Eventually, New Yorkers and visitors will discover Moynihan, realize that it belongs to them, and embrace it as one of the city’s iconic spaces, the kind of place where couples in romantic comedies meet cute. SOM design partner Colin Koop regards the new complex as an aesthetic call to arms. “We’ve all been browbeaten into accepting so many indignities as New Yorkers … If Moynihan means anything, it’s that you walk in and you have this moment. ‘Oh my God, it doesn’t have to be like that. It doesn’t have to be that bad.’ ”
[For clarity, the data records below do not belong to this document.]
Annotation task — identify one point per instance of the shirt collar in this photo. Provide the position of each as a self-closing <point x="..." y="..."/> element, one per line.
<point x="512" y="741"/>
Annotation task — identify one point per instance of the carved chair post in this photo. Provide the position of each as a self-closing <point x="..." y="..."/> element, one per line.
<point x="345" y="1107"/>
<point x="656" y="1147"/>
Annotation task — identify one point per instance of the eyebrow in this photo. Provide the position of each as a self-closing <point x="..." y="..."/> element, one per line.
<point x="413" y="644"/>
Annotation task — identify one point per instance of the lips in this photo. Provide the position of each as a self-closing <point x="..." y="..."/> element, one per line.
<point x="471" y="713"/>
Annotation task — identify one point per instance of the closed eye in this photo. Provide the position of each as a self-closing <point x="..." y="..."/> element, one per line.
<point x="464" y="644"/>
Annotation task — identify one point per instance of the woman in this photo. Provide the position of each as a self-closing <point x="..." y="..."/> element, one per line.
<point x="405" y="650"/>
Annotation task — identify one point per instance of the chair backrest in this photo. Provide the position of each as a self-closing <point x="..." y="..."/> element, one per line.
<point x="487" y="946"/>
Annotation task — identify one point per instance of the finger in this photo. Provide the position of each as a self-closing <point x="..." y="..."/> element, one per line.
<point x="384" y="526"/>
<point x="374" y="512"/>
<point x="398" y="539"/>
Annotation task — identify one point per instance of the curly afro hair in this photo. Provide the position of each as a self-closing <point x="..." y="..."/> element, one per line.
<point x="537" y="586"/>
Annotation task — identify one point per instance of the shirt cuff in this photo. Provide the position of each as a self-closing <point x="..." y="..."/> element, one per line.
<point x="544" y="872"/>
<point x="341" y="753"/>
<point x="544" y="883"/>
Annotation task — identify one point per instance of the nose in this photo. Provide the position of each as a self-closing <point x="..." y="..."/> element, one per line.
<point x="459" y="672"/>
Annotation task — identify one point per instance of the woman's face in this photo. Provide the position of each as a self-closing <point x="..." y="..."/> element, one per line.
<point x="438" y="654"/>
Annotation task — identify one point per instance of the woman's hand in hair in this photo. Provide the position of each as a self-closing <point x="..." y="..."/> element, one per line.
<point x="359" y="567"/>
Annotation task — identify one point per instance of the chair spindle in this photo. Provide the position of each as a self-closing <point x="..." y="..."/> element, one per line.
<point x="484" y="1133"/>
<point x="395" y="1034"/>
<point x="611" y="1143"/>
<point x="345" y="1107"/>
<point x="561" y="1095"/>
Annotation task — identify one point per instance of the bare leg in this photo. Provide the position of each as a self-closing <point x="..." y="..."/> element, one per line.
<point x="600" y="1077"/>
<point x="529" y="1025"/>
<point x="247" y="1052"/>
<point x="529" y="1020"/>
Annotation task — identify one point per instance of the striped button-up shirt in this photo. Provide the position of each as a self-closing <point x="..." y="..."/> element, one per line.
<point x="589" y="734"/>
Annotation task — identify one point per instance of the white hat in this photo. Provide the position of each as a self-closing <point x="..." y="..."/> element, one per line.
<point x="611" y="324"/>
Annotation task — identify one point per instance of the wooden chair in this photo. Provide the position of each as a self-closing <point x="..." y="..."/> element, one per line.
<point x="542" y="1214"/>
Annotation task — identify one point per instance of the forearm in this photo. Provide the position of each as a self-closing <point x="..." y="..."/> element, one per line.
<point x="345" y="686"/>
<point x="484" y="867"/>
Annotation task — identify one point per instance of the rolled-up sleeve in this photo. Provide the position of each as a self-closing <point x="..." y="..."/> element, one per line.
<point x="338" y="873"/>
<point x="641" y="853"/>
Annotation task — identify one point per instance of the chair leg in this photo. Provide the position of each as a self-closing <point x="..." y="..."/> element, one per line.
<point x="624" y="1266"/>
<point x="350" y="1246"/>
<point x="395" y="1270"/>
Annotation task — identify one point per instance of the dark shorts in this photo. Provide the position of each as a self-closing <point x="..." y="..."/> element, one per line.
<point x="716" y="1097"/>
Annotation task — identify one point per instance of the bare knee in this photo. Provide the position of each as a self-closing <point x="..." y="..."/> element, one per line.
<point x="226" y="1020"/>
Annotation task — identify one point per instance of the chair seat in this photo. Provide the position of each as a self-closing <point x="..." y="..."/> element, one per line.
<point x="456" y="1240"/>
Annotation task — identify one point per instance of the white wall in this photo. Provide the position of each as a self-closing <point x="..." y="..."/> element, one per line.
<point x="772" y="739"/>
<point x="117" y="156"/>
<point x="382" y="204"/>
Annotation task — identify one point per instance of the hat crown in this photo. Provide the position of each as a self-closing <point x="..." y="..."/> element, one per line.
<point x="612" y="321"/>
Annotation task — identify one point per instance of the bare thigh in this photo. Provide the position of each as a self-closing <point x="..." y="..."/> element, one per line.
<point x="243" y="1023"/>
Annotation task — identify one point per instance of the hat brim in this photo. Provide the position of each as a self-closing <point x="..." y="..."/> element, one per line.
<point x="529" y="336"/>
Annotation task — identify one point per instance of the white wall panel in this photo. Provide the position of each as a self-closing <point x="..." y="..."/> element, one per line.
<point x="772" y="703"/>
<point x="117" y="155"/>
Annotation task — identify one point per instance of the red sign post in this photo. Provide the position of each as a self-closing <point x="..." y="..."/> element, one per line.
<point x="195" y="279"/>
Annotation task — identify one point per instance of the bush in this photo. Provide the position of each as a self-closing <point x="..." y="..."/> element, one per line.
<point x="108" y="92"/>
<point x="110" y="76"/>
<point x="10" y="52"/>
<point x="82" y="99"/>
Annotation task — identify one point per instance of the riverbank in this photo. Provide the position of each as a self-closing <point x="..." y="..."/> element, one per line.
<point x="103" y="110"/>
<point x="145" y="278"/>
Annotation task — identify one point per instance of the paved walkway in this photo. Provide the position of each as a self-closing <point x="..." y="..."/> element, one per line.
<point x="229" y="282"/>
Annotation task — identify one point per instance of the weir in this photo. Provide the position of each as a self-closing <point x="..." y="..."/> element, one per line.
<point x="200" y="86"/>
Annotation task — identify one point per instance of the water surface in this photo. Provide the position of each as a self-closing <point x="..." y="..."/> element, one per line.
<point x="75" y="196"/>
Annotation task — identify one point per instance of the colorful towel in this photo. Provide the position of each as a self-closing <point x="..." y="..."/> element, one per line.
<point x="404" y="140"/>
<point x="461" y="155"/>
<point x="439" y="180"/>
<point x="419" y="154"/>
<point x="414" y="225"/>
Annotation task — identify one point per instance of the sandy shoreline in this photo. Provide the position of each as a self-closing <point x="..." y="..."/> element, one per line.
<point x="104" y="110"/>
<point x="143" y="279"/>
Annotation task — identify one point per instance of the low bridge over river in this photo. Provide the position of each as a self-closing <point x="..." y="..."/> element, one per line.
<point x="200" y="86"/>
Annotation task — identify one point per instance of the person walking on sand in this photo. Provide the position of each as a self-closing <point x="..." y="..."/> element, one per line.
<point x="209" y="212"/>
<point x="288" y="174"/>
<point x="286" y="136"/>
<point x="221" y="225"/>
More than 25 years have passed since Senator Moynihan organized the Pennsylvania Station Redevelopment Corporation and set this project in (slow) motion. With the capacity to handle roughly a third of the nearly 700,000 passengers who use the stubbornly dysfunctional Penn Station on the other side of Eighth Avenue, the new facility isn’t a replacement. But Moynihan Train Hall may be a harbinger. After all, we now have a president nicknamed Amtrak Joe, and Governor Cuomo, in a recent speech, promised a $16 billion reconstruction of the existing Penn Station. He released renderings suggesting that daylight-filled concourses will be part of the new development and that train platforms will be added south of the existing station to accommodate trains from two future tunnels under the Hudson, another long delayed project.
In Cuomo’s speech, he said many of the right things: "Building new projects enhances day-to-day life. Seeing progress lifts peoples' spirits. And building with bricks and mortar also builds public optimism and confidence."
But Daniel Patrick Moynihan's worldview goes deeper. As a senator he attached meaning to architectural lessons absorbed as a shoeshine boy. Washburn says that Moynihan was inspired by the idea that “that public space builds public trust”–a concept that feels particularly relevant in this tumultuous moment. If that is what his namesake train hall does, helps restore even a little of the public trust that's been squandered in recent years, then it was worth the wait.